The ‘Third Rail’ Gets Derailed

January 28, 2011 05:55

The Congressional Budget Office says Social Security will begin running deficits this year and every year until it is drained in 2037. The baby boomers who used to pull the wagon are starting to ride it.

IBD Editorials


The problem with kicking the can down the road is that eventually, you run out of road. Social Security’s insolvency has been staring us in the face for a long time as politicians whistled past its fiscal graveyard.
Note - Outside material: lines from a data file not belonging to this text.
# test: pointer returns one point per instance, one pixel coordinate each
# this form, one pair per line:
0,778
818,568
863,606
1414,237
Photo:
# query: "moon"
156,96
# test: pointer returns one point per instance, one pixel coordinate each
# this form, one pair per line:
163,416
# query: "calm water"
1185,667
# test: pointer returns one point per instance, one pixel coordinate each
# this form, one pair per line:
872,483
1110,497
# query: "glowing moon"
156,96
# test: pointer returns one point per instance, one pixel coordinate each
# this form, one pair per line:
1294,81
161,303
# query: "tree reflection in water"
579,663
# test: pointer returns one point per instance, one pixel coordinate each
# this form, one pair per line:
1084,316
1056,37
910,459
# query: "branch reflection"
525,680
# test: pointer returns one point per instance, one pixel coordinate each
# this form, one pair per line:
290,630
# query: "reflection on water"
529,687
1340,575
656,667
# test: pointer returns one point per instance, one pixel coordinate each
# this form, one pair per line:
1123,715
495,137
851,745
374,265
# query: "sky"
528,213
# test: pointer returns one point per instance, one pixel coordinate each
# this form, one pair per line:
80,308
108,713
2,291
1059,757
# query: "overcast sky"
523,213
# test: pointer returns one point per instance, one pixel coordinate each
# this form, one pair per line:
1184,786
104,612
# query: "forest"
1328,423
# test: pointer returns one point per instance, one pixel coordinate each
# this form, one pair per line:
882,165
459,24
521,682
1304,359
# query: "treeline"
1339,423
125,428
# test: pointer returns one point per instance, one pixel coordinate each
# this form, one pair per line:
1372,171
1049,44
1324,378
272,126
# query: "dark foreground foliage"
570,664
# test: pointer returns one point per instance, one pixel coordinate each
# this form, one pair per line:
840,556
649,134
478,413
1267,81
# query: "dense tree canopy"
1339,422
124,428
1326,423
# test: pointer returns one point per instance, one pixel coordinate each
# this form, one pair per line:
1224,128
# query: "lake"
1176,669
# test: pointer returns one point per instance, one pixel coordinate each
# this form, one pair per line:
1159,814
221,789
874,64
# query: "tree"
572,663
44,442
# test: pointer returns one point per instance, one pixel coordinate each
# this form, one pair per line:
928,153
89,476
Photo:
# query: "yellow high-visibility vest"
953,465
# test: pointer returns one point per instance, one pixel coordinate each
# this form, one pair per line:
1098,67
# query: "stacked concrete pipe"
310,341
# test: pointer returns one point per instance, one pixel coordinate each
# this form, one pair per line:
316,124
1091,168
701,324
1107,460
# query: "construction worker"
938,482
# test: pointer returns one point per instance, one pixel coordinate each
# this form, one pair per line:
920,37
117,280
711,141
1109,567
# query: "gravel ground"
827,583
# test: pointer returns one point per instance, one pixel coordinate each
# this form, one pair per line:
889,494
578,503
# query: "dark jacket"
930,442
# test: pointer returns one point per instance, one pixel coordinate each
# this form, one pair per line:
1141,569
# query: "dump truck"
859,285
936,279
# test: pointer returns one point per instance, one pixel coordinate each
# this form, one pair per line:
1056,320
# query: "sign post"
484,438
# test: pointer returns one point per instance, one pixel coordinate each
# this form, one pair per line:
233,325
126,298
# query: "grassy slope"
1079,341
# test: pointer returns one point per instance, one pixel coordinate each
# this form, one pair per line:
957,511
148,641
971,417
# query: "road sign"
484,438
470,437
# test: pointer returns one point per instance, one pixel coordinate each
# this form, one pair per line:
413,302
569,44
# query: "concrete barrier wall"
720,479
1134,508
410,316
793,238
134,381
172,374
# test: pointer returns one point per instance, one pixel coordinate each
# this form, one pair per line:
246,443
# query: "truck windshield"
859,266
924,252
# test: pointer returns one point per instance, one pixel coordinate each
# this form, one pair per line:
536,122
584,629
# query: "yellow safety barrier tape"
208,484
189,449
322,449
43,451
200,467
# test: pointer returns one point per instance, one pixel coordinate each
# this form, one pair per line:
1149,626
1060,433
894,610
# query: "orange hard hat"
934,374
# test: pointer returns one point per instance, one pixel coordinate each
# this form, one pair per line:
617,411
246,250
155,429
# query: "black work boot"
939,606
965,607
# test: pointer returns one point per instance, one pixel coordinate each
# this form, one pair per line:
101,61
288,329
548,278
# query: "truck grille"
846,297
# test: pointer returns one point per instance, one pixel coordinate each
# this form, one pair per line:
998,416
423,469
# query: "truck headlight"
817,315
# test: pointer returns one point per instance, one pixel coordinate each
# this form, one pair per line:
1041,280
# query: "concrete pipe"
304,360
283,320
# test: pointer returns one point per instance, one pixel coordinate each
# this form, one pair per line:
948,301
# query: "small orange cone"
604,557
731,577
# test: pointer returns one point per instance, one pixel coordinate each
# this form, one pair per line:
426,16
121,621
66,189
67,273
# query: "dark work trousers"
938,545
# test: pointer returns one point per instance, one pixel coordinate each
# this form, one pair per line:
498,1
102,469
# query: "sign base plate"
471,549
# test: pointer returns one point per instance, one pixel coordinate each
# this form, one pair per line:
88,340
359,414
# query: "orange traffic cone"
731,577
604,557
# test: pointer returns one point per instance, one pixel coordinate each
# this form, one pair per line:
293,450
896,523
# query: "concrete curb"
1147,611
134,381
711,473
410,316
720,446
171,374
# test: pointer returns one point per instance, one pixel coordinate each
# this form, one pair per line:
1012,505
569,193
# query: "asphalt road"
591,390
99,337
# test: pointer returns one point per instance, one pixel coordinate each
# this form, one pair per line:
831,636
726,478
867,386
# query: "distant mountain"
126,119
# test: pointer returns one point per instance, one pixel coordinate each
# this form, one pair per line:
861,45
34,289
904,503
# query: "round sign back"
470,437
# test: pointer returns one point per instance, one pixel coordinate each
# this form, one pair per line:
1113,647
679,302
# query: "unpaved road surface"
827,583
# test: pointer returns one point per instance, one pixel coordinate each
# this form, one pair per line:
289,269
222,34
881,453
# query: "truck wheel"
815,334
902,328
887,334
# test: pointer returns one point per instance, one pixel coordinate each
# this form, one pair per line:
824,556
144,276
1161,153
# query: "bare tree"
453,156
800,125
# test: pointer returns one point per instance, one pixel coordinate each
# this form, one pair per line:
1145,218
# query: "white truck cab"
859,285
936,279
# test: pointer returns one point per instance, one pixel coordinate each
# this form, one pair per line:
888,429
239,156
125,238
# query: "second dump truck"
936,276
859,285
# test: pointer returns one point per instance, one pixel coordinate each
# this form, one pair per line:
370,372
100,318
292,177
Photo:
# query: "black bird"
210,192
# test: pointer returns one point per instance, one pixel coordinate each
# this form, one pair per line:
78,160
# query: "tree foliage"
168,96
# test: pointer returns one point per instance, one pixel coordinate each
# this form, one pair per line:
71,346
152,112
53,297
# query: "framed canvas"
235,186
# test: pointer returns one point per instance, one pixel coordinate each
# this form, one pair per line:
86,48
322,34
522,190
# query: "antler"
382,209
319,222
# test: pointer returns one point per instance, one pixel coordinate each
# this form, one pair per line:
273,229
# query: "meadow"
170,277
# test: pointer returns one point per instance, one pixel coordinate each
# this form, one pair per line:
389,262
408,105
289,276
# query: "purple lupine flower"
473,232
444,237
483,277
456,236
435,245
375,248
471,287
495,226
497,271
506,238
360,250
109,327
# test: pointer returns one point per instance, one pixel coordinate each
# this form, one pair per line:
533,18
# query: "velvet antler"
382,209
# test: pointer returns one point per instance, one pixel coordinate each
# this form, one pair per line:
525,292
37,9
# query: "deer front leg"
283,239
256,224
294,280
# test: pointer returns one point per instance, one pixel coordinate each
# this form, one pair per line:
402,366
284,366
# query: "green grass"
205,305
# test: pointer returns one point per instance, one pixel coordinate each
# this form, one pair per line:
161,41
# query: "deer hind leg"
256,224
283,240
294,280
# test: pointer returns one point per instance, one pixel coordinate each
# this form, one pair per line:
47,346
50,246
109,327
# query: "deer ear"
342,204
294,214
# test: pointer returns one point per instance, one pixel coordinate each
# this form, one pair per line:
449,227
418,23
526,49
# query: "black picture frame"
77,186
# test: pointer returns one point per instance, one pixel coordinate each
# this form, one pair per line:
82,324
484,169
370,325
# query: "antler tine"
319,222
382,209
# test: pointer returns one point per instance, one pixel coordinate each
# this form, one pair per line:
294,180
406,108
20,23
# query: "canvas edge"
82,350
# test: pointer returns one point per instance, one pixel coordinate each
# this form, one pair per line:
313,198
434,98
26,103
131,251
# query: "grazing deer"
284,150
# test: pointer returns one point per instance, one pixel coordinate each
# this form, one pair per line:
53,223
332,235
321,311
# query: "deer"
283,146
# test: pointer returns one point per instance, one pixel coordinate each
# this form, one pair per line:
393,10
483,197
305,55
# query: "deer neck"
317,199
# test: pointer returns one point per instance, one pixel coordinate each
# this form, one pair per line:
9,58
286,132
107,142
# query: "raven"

Now, with baby boomers retiring in a jobless recovery, the end is not near, it’s here.

In a report released Wednesday, the Congressional Budget Office projects that Social Security will pay out $45 billion more than it takes in this year, a figure that rises to $130 billion when the payroll tax cut is included from the Bush rate extension deal. The deficits will continue until Social Security is totally drained, around 2037.

By 2037, if nothing is done, Social Security would collect enough in payroll taxes to pay out only about 78% of promised benefits, according to the Social Security Administration.

The nonpartisan Office of the Chief Actuary for the Social Security Administration recently released its official score of the Social Security provisions of “A Roadmap for America’s Future.” They found Ryan’s plan would pay off the long-run actuarial deficit in Social Security while guaranteeing current and future retirees their full promised benefits.